I cambiamenti climatici legati all'inquinamento sono storia vecchia e risalgono addirittura al 1800, in coincidenza con la Rivoluzione Industriale. Anche allora, la fuliggine prodotta dall'industrializzazione in Europa provoco un brusco scioglimento di alcuni ghiacciai alpini
I cambiamenti climatici legati all’inquinamento sono storia vecchia e risalgono addirittura al 1800, in coincidenza con la Rivoluzione Industriale. Anche allora, la fuliggine prodotta dall’industrializzazione in Europa provocò un brusco scioglimento di alcuni ghiacciai alpini.
Lo ha scoperto un nuovo studio realizzato presso il Jet Propulsion Laboratory della Nasa in collaborazione con il Cooperative Institute for Research in Environmental Sciences (CIRES) della University of Colorado Boulder. Sebbene non si trattasse dello stesso inquinamento del XX secolo, quello del 1800 ebbe il suo peso. La fuliggine prodotta dall’industrializzazione si depositò sulle pendici dei ghiacciai, e assorbendo la luce del sole, ne provocò lo scioglimento accelerato. Il team della Nasa ha scoperto una forte evidenza del fatto che la maggiore presenza di fuliggine fosse collegata alla rapida industrializzazione dell’Europa e al brusco ritiro dei ghiacciai di montagna nelle Alpi, che ebbe inizio nel 1860, un periodo spesso considerato come la fine della Piccola Era Glaciale.
La piccola era glaciale, un periodo più fresco tra i secoli 14° e 19°, è stata caratterizzata da una espansione dei ghiacciai di montagna ma anche da un calo delle temperature in Europa di quasi 1,8 gradi Fahrenheit (1 grado Celsius). Ma i dati mostrano che tra il 1860 e il 1930, nonostante le temperature continuassero a scendere, i grandi ghiacciai delle Alpi improvvisamente si ritiravano ad una media di circa 1 km all’anno, numeri senza precedenti. Glaciologi e climatologi hanno lottato per conciliare questo apparente conflitto.
La ricerca, pubblicata il 3 settembre su Pnas, ha tentato di risolvere questo dibattito scientifico di vecchia data: lo scioglimento dei ghiacciai delle valli a dispetto di un calo delle temperature. Nei decenni successivi al 1850, l’Europa infatti subì una trasformazione economica e atmosferica stimolata dall’industrializzazione. La materia prima, allora, era il carbone, usato per riscaldare le case, per alimentare mezzi di trasporto e industrie in Europa occidentale. All’epoca si riversarono enormi quantità di nerofumo e di altre particelle inquinanti nell’atmosfera.

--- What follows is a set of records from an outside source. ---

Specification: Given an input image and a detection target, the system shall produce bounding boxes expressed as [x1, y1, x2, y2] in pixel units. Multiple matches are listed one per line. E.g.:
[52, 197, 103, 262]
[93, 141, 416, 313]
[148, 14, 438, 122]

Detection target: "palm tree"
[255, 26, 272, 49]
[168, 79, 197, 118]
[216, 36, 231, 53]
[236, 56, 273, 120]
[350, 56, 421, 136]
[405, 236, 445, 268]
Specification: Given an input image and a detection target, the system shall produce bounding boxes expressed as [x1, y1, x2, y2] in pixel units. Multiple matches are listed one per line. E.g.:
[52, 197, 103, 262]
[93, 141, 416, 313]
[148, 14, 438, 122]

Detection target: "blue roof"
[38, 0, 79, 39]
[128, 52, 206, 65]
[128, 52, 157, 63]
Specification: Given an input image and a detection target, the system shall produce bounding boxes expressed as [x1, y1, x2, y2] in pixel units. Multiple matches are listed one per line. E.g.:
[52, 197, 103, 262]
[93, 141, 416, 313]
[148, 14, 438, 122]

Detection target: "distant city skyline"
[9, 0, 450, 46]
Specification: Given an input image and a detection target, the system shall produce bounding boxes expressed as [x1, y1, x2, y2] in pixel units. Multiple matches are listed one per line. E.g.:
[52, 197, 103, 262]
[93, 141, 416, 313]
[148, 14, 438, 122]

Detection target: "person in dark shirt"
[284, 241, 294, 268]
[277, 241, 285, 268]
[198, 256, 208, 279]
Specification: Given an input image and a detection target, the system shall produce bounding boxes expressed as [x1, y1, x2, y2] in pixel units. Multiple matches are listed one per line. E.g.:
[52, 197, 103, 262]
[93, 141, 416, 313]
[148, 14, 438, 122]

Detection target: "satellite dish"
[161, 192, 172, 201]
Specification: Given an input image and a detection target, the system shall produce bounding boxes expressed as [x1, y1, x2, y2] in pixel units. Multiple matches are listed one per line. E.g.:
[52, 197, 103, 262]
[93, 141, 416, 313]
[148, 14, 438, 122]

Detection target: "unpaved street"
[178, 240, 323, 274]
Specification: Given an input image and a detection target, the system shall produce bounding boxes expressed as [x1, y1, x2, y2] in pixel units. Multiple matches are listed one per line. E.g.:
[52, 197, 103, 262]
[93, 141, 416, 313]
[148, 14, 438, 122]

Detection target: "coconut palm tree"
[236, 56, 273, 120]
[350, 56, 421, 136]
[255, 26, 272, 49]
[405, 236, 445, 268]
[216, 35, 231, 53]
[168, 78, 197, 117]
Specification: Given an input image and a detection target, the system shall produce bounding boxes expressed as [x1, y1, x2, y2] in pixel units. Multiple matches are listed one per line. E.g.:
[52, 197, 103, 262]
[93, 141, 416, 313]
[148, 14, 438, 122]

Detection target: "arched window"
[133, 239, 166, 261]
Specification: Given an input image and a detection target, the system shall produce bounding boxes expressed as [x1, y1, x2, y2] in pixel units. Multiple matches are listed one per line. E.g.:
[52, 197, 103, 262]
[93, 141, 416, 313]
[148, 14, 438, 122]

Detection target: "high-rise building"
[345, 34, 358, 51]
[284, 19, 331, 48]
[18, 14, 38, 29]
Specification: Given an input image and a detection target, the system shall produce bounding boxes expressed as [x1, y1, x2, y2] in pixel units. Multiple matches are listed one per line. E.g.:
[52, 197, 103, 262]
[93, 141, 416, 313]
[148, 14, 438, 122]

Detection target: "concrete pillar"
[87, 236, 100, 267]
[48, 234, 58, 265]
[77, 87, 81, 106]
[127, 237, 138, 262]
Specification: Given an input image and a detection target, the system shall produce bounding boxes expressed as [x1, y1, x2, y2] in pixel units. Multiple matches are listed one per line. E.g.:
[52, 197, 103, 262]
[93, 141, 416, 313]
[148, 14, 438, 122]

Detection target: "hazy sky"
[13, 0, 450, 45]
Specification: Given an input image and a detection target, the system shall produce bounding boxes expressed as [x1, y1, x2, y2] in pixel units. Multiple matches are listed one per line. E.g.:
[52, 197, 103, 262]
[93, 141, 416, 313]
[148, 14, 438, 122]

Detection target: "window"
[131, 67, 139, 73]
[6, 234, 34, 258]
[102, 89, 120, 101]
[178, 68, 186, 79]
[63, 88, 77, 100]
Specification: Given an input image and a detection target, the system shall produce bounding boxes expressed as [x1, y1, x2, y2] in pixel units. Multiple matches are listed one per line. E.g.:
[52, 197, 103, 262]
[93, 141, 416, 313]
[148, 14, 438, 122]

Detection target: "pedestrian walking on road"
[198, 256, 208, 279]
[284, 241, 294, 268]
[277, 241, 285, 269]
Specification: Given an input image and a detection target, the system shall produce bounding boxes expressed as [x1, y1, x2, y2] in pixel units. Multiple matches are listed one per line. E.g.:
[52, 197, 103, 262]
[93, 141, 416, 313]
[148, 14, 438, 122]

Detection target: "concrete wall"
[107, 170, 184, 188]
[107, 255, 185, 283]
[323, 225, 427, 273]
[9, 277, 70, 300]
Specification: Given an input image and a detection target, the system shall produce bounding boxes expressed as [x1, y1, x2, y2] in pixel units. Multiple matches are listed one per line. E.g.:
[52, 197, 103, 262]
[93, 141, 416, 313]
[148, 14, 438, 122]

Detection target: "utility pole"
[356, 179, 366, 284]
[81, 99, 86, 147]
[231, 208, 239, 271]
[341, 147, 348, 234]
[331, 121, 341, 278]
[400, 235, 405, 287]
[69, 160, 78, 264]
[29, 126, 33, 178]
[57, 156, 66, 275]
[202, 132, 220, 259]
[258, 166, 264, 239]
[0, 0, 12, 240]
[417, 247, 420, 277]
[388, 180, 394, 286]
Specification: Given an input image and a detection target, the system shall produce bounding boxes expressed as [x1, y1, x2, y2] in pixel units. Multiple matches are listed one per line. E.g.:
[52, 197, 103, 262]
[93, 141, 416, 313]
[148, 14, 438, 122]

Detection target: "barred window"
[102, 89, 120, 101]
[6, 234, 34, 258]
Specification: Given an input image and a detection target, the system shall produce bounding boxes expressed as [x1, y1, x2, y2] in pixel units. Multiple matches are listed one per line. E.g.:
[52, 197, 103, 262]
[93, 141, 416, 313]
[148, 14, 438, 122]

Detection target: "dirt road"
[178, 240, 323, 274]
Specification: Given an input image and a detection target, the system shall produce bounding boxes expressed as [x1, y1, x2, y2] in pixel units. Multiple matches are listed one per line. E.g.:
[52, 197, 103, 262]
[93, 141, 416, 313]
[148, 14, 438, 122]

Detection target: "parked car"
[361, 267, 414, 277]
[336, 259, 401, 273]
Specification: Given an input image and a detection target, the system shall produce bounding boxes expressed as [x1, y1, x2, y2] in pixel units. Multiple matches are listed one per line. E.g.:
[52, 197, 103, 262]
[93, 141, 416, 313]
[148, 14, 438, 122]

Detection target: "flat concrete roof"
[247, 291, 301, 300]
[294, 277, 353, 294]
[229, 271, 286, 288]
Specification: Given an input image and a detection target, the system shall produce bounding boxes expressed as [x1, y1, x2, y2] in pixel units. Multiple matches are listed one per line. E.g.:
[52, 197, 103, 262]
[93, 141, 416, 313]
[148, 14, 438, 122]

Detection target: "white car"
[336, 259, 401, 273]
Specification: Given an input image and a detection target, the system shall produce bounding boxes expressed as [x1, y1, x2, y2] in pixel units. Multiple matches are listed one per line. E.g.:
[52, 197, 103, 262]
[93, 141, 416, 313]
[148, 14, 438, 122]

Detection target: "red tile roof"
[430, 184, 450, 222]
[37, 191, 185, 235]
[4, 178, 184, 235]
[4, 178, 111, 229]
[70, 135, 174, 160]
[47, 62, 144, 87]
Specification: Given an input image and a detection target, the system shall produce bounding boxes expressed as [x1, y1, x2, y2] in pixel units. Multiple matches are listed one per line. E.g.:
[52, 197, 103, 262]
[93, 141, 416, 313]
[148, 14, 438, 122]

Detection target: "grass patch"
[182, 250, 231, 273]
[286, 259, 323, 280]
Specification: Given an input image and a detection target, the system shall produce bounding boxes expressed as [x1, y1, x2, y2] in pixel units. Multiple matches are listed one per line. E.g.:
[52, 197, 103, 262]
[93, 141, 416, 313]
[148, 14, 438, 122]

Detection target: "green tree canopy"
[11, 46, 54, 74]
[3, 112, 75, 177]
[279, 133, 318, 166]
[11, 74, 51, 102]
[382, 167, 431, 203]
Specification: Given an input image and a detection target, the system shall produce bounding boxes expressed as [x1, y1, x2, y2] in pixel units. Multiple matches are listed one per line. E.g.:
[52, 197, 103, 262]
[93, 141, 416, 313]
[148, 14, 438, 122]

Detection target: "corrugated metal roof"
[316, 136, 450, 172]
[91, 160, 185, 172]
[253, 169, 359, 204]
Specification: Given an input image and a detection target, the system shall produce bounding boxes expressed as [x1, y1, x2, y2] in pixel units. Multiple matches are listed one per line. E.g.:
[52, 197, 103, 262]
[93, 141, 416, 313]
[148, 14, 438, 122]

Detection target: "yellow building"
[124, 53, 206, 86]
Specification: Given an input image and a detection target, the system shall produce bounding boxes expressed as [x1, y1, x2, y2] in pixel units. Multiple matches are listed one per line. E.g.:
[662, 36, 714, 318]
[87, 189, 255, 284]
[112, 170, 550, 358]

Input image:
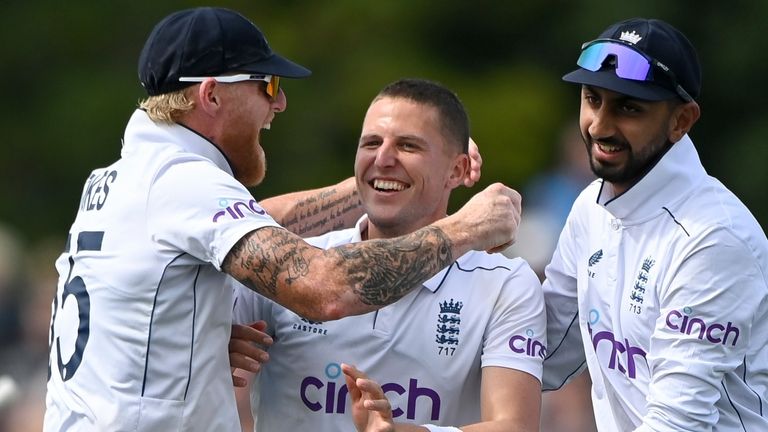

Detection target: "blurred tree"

Il nerofumo è la particella atmosferica che assorbe di più la luce solare. Quando esso si deposita sui ghiacciai, rende più scura la superficie della neve, accelerandone la fusione ed esponendo il ghiaccio sottostante al sole. Questa diminuzione del manto nevoso di anno in anno ha portato alla scomparsa di alcuni ghiacciai alpini.
“Qualcosa non torna”, ha detto Thomas Painter, scienziato del Jet Propulsion Laboratory della Nasa, a capo della ricerca. “Prima d’ora, la maggior parte dei glaciologi credeva che la fine della piccola era glaciale fosse arrivata a metà del 1800 quando i ghiacciai si ritirarono, e che il ritiro fosse stato causato da un cambiamento climatico naturale, distinto dall’anidride carbonica che è venuta più tardi, nel 20° secolo. Questo risultato suggerisce che l’influenza umana sul ghiacciaio si estende all’indietro”.
Per giungere a tale considerazione, i ricercatori hanno studiato i dati di alcune carote di ghiaccio provenienti da diversi ghiacciai di montagna europei per determinare la quantità di fuliggine presente nell’atmosfera e nella neve all’epoca in cui i ghiacciai delle Alpi cominciarono a ritirarsi. Usando i livelli di particelle di carbonio intrappolati negli strati di tali carote e tenendo conto delle moderne osservazioni su come gli inquinanti sono distribuiti nelle Alpi, gli scienziati sono stati in grado di stimare la quantità di nerofumo depositatosi sulle superfici glaciali a quote più basse.
“Ora dobbiamo guardare più da vicino le altre regioni della Terra, come l’ Himalaya, per studiare gli impatti attuali del nerofumo su ghiacciai in queste regioni”, ha aggiunto Georg Kaser, coautore della ricerca.
Un modo in più per capire l’impatto che l’inquinamento ha ormai da 200 anni sul pianeta.